24 Cameron Cres., Toronto
Asking price: $2,895,000
Taxes: $11,906.31 (2023)
Lot size: 32 by 135 feet
Listing agent: Parry Lowndes, Chestnut Park Real Estate Ltd.
After a recent showing of their Leaside home, the owners of 24 Cameron Cres. got a question they were truly not prepared for: “How much would it cost to take the solar panels off the roof?”
Derek Wilson and Jane Wilkins were stumped as much as they were aghast: Why would you want to take off a green energy system that still has a handful of years left on a 20-year contract that pays the homeowner between $5,000-$6,000 a year. It’s like asking: “How much to remove the money tree?”
“I’d take them off for free,” said Ms. Wilkins, who would happily reinstall the units on her next house (her husband, Mr. Wilson, is a consultant in the solar industry and points out newer panels would probably work better as they are twice as efficient). “A question like that … there’s still some education that needs to be done. Lots of people are completely unaware of green energy,” she said.
The couple were relatively early adopters of modern solar power. They bought the 1930s home in the early 2000s, and Mr. Wilson started a commercial solar power company in 2006. When they renovated their house in 2008, there were government programs to help pay for the roughly $35,000 in upfront cost to go greener. By now, the system has more than paid for itself.
The house has two solar systems: one that generates electricity that feeds back into Toronto’s grid, and a vacuum-tube system that generates hot water that feeds into the house’s in-floor heating system. The revenue generated by the photovoltaic panels more than covers the house’s electrical bills and together the two systems greatly reduce their need to burn greenhouse gases. And even though the Toronto Hydro program that pays money directly to the homeowner has since been cancelled, when the contracted annual cheques stop flowing the new system is called “net metering” so that, into the future, any power generated will offset the utility bills paid to Toronto Hydro.
Currently, the house not only pays for its electricity but fuels their electric car as well, essentially for free. “A full charge at night costs around $5-$6 of electricity,” Mr. Wilson said.
The house today
The front yard is filled with wildflowers and was landscaped for climate-change resiliency, with bands of brick in the concrete drive to limit rain runoff. But once through the ecological plantings, the interior is much like you’d expect in any tony Leaside home.
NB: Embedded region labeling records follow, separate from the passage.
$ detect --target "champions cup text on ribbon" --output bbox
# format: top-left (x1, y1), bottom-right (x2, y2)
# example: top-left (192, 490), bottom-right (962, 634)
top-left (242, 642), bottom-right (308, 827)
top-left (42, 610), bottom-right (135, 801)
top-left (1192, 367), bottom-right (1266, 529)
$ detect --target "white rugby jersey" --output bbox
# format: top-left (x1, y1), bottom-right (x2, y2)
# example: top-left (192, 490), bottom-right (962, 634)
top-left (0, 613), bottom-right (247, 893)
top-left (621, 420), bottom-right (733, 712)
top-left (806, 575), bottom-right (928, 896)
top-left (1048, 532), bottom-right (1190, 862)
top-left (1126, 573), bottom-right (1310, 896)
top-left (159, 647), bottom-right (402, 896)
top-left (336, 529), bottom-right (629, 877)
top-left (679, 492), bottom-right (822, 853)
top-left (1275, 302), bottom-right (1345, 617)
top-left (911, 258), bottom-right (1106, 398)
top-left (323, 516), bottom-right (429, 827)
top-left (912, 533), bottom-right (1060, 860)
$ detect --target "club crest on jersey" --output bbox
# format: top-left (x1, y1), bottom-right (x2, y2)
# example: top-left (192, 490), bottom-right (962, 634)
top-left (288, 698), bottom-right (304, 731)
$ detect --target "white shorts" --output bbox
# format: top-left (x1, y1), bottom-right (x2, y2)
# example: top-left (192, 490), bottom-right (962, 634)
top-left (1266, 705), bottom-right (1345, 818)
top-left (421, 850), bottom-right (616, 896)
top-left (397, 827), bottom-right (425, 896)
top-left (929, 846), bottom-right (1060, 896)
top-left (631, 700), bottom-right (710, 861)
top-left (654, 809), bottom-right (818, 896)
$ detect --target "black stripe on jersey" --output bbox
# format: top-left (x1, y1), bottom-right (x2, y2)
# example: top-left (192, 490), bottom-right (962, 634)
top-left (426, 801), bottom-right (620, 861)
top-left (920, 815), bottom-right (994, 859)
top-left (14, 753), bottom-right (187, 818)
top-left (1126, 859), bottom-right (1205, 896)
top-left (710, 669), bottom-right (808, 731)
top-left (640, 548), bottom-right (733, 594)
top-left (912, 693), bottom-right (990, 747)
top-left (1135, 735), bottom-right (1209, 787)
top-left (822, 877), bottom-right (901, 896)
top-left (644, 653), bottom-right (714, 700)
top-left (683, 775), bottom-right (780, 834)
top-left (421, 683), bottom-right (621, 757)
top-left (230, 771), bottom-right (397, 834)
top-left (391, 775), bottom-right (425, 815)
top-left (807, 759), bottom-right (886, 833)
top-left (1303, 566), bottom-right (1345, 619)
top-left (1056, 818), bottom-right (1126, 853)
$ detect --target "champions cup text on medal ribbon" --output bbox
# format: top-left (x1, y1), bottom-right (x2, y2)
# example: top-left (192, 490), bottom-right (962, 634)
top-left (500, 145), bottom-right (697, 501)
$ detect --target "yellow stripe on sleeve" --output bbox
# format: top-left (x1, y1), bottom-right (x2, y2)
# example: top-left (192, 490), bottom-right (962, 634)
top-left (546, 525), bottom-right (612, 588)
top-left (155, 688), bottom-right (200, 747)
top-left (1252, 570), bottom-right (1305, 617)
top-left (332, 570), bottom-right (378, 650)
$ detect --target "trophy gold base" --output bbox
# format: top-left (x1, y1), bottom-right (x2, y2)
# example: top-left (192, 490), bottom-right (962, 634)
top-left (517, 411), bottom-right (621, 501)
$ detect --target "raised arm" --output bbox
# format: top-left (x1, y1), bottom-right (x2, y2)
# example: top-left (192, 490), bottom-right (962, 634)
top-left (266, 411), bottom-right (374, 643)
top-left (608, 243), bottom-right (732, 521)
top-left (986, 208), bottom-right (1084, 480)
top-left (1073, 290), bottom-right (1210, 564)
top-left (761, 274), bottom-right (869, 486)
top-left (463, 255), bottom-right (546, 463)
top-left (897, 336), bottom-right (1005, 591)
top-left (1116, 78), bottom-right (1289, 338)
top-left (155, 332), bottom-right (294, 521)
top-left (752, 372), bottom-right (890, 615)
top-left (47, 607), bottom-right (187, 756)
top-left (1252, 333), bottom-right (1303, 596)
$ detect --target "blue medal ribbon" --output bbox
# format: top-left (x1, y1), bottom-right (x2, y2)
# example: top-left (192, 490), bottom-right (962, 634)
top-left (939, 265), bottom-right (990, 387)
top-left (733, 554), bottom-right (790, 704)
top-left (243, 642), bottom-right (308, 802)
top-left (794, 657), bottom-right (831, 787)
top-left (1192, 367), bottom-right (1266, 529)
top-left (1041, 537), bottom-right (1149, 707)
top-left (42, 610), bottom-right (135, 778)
Dark oak hardwood floors run across the main level, with white walls pulling in as much light from the front and back windows as possible. A formal dining room is off to the right of the main entrance, stairs climb up to the second level on the left, and a long hallway connects front to back.
From the dining room there’s a doorway to the kitchen, which sits in the middle of the floorplan. A peninsula countertop with bar seating separates the kitchen from the rear family room, with a smaller dining/breakfast table. Windowed doors on the back wall offer access and transition to the backyard deck and Jacuzzi.
Upstairs are four bedrooms, three standard for the era of home (about 10-foot squared) and one large primary suite that takes up the back third of the floorplan with a walk-in closet and four-piece bath flanking the doorway and a wide bedroom with a sitting room facing the rear yard. These rooms are all carpeted except for the bathrooms.
There’s a second side entrance to the house off the driveway that connects to a mudroom and also connects to the basement. This allows for the finished basement to become its own apartment.
Currently, there’s no kitchen down there, but the rough-ins exist and the current configuration of the large rec room, and another full bathroom with a separate gym and office, lends itself to “your home is your castle” living. There’s another exit from the rec room to the backyard as well.
Despite the house’s “green soul,” it still has a carbon footprint: A natural gas furnace and water heater supplement heating, as well as gas for fireplaces and the kitchen stove.
“I didn’t get that one right back then,” Ms. Wilkins said. “I wasn’t quite so aware of the impact of that. My next stove won’t be gas.” She does point out that the gas fireplace is connected to the HVAC system, adding some efficiency to its use, and the upgraded insulation and windows they added when they renovated the house make the entire home less wasteful.
With just a few changes, such as an electric heat pump to replace the furnace and an induction range to replace the gas burners, the home could be even greener and closer than ever to carbon-neutral. And with the solar metering, all that new electric infrastructure is likely to stay cost-neutral, too.